Thursday, April 7, 2011

2003 Toscana Vino Rosso

2003 Azienda Agricola Svoltacarozze di Meoni Sebastiana

2003 Azienda Agricola Svoltacarozze di Meoni Sebastiana Vino Rosso, IGT Toscana

Name is too long. There's no reason to use such a convoluted name for your wine. Honestly. Who the hell is going to remember something like that when they're buying wine? Coming out of Tuscany, should not be so difficult. Producer name, name of appellation, done. Or am I just talking out the ass? I won't start on the label design.

This is not a SuperTuscan. That was a vulgar term propagated by American bluster and Italian greed. That there is the epitome of collusion in wine journalism/wine industry relationships. The Italians needed a way to market a category of (International palate) brand wines more expensive than Bordeaux, and the American wine press needed something to make a name for itself. Is a wine with more cabernet and merlot than sangiovese still an Italian wine, not to mention a Tuscan?

SuperTuscans are nothing more than expensive wines. That's the true meaning of the term. Glorified trophies, really. But sadly, any wine falling under the Toscana IGT is automatically labelled as such. As this wine was being opened and poured, I admit to an initial skepticism as to what it was. From the famed heat-wave vintage, a blend of 90% sangiovese and 10% cabernet sauvignon. Heavy in sediment, nearly cloudy, but that may have been due to the wine not being stood up for a few hours prior to opening.

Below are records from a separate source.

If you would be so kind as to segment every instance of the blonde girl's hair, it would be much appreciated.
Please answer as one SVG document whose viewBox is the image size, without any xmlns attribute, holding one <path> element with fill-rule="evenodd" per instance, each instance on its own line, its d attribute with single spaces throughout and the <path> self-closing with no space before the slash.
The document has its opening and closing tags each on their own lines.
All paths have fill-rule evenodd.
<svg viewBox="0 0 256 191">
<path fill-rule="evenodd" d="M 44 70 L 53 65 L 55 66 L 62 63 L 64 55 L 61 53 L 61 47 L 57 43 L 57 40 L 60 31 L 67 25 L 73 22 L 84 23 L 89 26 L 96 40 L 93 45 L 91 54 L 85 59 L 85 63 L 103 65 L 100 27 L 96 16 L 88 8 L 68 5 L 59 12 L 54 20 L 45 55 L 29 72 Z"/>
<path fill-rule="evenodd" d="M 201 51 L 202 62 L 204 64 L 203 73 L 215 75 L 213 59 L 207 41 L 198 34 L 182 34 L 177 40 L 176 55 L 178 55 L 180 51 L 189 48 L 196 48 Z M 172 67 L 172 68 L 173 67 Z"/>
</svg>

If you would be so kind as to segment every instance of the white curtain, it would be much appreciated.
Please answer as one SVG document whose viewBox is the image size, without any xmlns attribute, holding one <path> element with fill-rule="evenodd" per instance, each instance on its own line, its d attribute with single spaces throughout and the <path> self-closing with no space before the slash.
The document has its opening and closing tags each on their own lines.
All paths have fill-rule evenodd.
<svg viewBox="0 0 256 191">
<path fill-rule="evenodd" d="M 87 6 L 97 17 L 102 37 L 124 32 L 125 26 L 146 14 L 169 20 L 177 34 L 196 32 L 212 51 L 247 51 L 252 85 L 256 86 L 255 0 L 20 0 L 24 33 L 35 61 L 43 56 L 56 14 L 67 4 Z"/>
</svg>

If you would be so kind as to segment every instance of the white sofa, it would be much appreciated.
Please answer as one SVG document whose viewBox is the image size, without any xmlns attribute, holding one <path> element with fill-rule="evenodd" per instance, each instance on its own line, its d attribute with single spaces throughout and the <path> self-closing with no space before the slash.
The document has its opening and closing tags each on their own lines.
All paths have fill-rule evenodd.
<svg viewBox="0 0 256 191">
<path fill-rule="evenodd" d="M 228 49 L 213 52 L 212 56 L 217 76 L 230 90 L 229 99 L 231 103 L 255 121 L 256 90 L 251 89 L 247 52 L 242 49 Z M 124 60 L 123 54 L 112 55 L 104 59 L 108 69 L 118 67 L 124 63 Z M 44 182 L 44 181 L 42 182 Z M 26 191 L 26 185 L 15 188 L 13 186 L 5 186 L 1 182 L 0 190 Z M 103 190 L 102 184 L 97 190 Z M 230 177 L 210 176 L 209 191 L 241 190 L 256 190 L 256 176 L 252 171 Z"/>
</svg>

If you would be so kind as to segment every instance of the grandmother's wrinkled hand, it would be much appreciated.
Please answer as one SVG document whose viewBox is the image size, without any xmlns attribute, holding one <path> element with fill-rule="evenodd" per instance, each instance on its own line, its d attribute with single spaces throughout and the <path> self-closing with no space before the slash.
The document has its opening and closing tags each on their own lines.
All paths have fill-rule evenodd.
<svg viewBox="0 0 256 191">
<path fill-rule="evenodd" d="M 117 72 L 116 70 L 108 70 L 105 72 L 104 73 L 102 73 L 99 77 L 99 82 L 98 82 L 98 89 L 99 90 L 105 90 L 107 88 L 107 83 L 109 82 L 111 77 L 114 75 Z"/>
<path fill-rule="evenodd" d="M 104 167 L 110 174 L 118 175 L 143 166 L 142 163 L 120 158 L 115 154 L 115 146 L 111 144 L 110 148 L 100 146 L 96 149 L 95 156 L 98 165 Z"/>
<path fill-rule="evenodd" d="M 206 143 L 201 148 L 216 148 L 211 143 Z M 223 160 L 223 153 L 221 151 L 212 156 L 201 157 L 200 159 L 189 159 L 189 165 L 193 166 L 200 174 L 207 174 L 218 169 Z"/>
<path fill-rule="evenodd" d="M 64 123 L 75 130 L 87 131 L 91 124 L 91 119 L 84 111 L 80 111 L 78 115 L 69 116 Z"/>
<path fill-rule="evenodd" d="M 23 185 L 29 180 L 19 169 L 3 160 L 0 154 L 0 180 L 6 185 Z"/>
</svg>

I have a really hard time enjoying Tuscan wines. Chianti can't be trusted anymore - it's an absolute nightmare to find a proper sangiovese-based wine that actually tastes like sangiovese. This humble vino rosso taught me that there are still protectors of the faith here. Slightly browning colour, which I think a lot of the 2003's are going to have - too many wines got ripe too quick, and are beginning to fall apart. At least that's what I initially thought. Bouquet of dried fruit, slightly raisiny. It however shows a delicate sour red berry character typical of sangiovese. On the palate, dusty texture, lean, but well integrated. Slightly hollow in the transition to the finish, but this wine was getting me excited. Over the three days that I drank it, the wine went through an amazing development, getting better and better. Firms up in texture, beginning more earthy, minerally. Elegant on the palate, very finely structured, and incredibly, shedding its fatigue when it was just opened to become more youthful, energetic.

Amazing, and absolutely authentic of Tuscany, sangiovese, and vintage. While not a perfect wine by any means, a truly authentic one. That's pretty super to me.